ECONOMY

Cyprus Air staff given 48 hours to consent to layoffs in restructuring plan

NICOSIA (Reuters) – Staff at troubled Cyprus Airways have been given a 48-hour deadline to accept a restructuring involving hundreds of layoffs, which management says are essential for the airline to stay in business. Authorities say the state-controlled carrier must immediately save 21.8 million Cyprus pounds ($45.4 million) on an annual basis or its days will be numbered. The latest of several restructuring plans calls for around 500 of the company’s 1,800 staff to accept voluntary redundancy.

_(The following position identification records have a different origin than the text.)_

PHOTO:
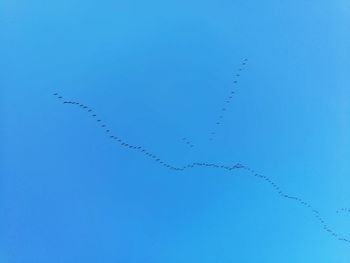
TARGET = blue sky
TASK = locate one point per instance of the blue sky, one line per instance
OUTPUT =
(156, 72)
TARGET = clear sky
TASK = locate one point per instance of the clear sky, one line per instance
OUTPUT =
(160, 75)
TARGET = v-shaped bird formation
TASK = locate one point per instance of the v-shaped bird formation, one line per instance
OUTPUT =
(114, 138)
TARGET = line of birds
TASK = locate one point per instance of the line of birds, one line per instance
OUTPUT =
(170, 166)
(187, 142)
(227, 101)
(343, 210)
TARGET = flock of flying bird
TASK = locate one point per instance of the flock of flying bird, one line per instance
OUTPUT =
(224, 108)
(228, 100)
(114, 138)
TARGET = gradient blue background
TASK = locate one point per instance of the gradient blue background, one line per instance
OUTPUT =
(157, 71)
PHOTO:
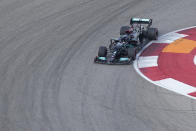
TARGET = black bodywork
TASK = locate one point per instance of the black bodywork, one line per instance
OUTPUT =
(132, 39)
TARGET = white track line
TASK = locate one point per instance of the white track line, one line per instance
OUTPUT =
(147, 61)
(169, 84)
(176, 86)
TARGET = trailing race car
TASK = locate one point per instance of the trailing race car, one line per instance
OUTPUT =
(124, 49)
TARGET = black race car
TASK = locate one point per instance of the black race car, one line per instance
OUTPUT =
(132, 39)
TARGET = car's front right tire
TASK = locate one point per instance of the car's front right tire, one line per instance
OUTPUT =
(102, 51)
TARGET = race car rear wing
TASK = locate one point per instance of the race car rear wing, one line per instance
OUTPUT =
(141, 21)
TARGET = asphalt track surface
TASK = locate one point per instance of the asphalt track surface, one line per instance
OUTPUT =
(48, 81)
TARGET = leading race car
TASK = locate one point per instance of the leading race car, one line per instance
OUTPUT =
(123, 50)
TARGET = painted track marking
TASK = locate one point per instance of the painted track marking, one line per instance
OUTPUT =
(170, 50)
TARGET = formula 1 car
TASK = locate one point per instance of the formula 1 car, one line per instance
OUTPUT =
(124, 49)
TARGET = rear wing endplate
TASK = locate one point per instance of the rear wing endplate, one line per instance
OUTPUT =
(140, 21)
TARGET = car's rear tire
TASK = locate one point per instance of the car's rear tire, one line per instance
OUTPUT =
(131, 53)
(124, 29)
(102, 51)
(152, 33)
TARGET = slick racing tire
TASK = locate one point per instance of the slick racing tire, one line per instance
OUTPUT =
(102, 51)
(124, 29)
(131, 53)
(152, 33)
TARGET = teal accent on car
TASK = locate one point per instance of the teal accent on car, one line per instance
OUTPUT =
(102, 58)
(124, 59)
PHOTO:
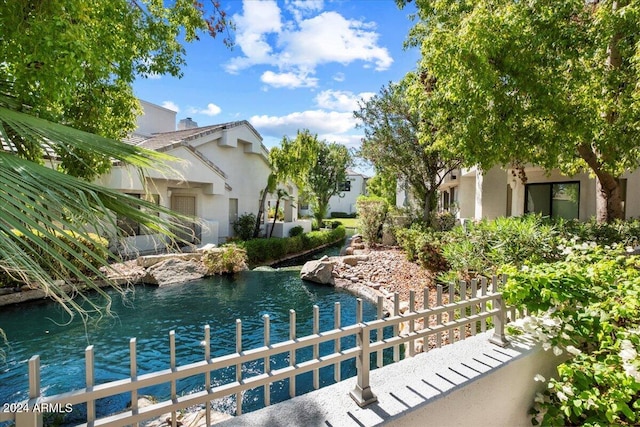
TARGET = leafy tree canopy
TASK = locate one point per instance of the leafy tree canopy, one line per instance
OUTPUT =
(548, 83)
(73, 62)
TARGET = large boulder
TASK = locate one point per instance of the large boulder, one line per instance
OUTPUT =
(174, 270)
(320, 271)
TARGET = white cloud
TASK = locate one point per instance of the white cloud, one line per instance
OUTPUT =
(317, 121)
(289, 80)
(341, 100)
(298, 46)
(170, 105)
(348, 140)
(211, 110)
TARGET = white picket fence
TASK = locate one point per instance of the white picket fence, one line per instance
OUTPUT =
(466, 311)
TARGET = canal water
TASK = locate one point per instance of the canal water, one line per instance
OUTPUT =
(149, 314)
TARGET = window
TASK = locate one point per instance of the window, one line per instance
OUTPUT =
(128, 226)
(344, 186)
(554, 199)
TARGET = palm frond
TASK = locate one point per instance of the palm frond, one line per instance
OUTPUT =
(39, 206)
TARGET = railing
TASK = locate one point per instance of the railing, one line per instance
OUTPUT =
(455, 315)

Around 220 employees have shown an interest in leaving, unions say. «We want a yes or a no from unions. No ifs or buts,» company Chairman Lazaros Savvides told Reuters yesterday. Asked what would happen if the unions reject the plan, he said, «We have alternative plans,» without elaborating. The tiny carrier which once dominated the aviation market on the east Mediterranean island has struggled as cheaper competitors elbowed into the market, deregulated since European Union accession. Once seen as a suitor for Greece’s equally troubled Olympic Airways, Cyprus Air incurred heavy losses for the closure of a badly performing unit in Greece last year and a costly fleet renewal in 2002. The restructuring is designed to make a case to European Union regulators for a 58-million-pound government-guaranteed loan. The Cyprus government owns 70 percent of the airline but is prevented from offering a bailout under European Union competition rules.